83rd Annual

Thursday, 13 February 2003: 9:15 AM
Estimating the Land-Surface Radiant, Turbulent and Conductive Energy Budgets Using Satellite Systems and Complementary Synoptic Data
George R. Diak, University of Wisconsin, Madison, WI; and J. R. Mecikalski, M. C. Anderson, J. M. Norman, R. D. Torm, R. L. DeWolf, and W. P. Kustas
Poster PDF (2.2 MB)
In this work, we describe a system to estimate virtually all the components of the land-surface energy budget from space-based data sources and complementary in-situ synoptic data (rawinsondes), coupled with a diagnostic model of the land surface and a mesoscale numerical forecast model.
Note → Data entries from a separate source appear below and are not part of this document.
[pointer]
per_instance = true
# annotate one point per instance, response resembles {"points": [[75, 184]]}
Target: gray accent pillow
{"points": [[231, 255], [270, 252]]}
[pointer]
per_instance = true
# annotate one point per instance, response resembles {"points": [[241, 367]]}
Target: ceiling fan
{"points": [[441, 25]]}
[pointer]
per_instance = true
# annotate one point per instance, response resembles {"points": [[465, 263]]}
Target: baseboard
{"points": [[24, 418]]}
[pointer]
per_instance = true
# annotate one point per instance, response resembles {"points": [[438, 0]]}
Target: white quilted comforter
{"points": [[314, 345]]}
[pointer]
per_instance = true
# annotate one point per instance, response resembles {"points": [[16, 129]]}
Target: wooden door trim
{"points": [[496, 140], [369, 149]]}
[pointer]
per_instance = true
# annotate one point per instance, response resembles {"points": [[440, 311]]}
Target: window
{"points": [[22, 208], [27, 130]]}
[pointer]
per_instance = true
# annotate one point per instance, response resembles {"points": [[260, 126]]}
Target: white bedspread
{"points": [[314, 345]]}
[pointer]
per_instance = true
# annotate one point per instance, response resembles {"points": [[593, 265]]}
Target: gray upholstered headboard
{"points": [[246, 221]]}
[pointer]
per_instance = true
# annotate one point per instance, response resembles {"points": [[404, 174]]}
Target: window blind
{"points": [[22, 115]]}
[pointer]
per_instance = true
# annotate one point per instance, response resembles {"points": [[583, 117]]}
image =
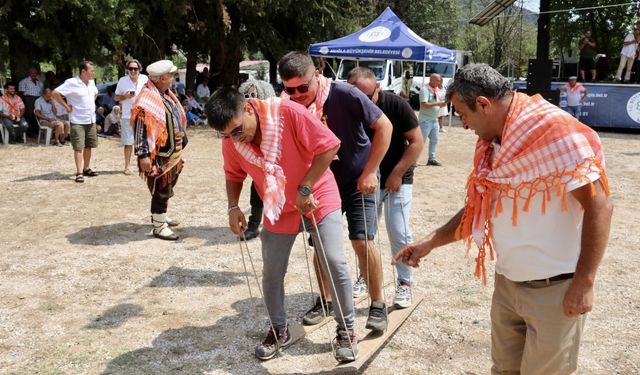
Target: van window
{"points": [[444, 69], [377, 66], [397, 69]]}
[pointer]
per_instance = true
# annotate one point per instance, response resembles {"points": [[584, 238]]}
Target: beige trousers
{"points": [[530, 334]]}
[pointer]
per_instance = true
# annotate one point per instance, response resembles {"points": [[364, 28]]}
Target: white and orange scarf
{"points": [[271, 126], [150, 108], [542, 150], [316, 108]]}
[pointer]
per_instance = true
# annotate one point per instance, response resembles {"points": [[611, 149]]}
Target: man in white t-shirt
{"points": [[538, 196], [81, 93], [127, 91], [628, 55], [576, 95]]}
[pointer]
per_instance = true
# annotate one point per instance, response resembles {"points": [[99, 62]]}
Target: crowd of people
{"points": [[351, 149]]}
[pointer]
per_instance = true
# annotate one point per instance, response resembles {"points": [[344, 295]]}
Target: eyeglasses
{"points": [[236, 133], [301, 89]]}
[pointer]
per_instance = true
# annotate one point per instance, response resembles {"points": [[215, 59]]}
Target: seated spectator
{"points": [[13, 110], [192, 118], [202, 91], [112, 122], [45, 111], [109, 100]]}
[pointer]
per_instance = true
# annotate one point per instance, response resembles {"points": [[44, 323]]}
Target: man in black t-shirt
{"points": [[396, 171]]}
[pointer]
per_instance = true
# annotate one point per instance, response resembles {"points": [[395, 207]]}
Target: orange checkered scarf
{"points": [[151, 110], [271, 126], [543, 148], [316, 108]]}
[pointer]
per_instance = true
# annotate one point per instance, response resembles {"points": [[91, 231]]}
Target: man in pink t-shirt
{"points": [[287, 152]]}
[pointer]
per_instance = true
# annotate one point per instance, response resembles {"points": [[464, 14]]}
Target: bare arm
{"points": [[368, 179], [56, 95], [319, 165], [411, 254], [596, 225], [237, 221], [409, 157]]}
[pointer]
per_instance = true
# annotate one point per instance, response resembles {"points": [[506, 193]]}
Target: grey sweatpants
{"points": [[276, 249]]}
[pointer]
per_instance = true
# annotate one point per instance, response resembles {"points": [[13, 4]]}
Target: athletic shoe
{"points": [[360, 287], [346, 345], [377, 317], [403, 295], [270, 346], [315, 315]]}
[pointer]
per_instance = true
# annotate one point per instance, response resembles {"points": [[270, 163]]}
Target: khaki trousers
{"points": [[530, 334]]}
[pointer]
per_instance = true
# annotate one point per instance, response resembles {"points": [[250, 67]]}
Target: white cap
{"points": [[161, 67]]}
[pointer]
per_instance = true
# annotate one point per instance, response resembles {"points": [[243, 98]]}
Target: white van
{"points": [[388, 72], [445, 69]]}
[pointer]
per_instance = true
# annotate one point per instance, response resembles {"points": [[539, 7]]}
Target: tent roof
{"points": [[387, 37]]}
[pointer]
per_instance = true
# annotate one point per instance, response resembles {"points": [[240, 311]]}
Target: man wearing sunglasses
{"points": [[127, 90], [287, 152], [354, 119], [159, 130], [396, 171]]}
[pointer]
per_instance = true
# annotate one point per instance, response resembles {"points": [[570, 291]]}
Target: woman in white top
{"points": [[127, 90]]}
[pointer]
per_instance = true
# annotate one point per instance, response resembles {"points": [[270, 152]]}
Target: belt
{"points": [[563, 276]]}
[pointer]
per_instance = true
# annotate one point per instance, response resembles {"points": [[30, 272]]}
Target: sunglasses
{"points": [[235, 133], [301, 89]]}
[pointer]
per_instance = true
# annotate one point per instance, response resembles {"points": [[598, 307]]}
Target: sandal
{"points": [[89, 173]]}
The satellite inputs to the system are incident solar and net longwave radiation streams and time-changes of radiometric surface temperature (all derived from geostationary [GOES] satellite data), and vegetation indices from AVHRR data. These data are inputs to a diagnostic Atmosphere-Land Exchange Model Inverse (ALEXI), which also uses atmospheric profile information obtained from the analysis component of the CIMSS Regional Assimilation System (CRAS). The prognostic component of the CRAS provides Atmospheric Boundary Layer (ABL) wind speeds and other information to the ALEXI system at several observation times. With these data, ALEXI diagnoses the land surface latent and sensible heat fluxes, as well as soil conduction. Because land-surface radiometric temperatures are required by the ALEXI method, it is only possible to diagnose the latent, sensible and soil fluxes in clear observing periods. However, during these clear periods, surface moisture indices are derived and subsequently adjusted during cloudy periods with evaporation amount based on the net radiation (again from satellite data) and atmospheric conditions from the forecast model, so that a continuous record of the surface energy budget is maintained. In this paper, we describe this system (now running in real time over the continental US at a resolution of 10 km), as well as giving examples of results from the method over different space and time scales.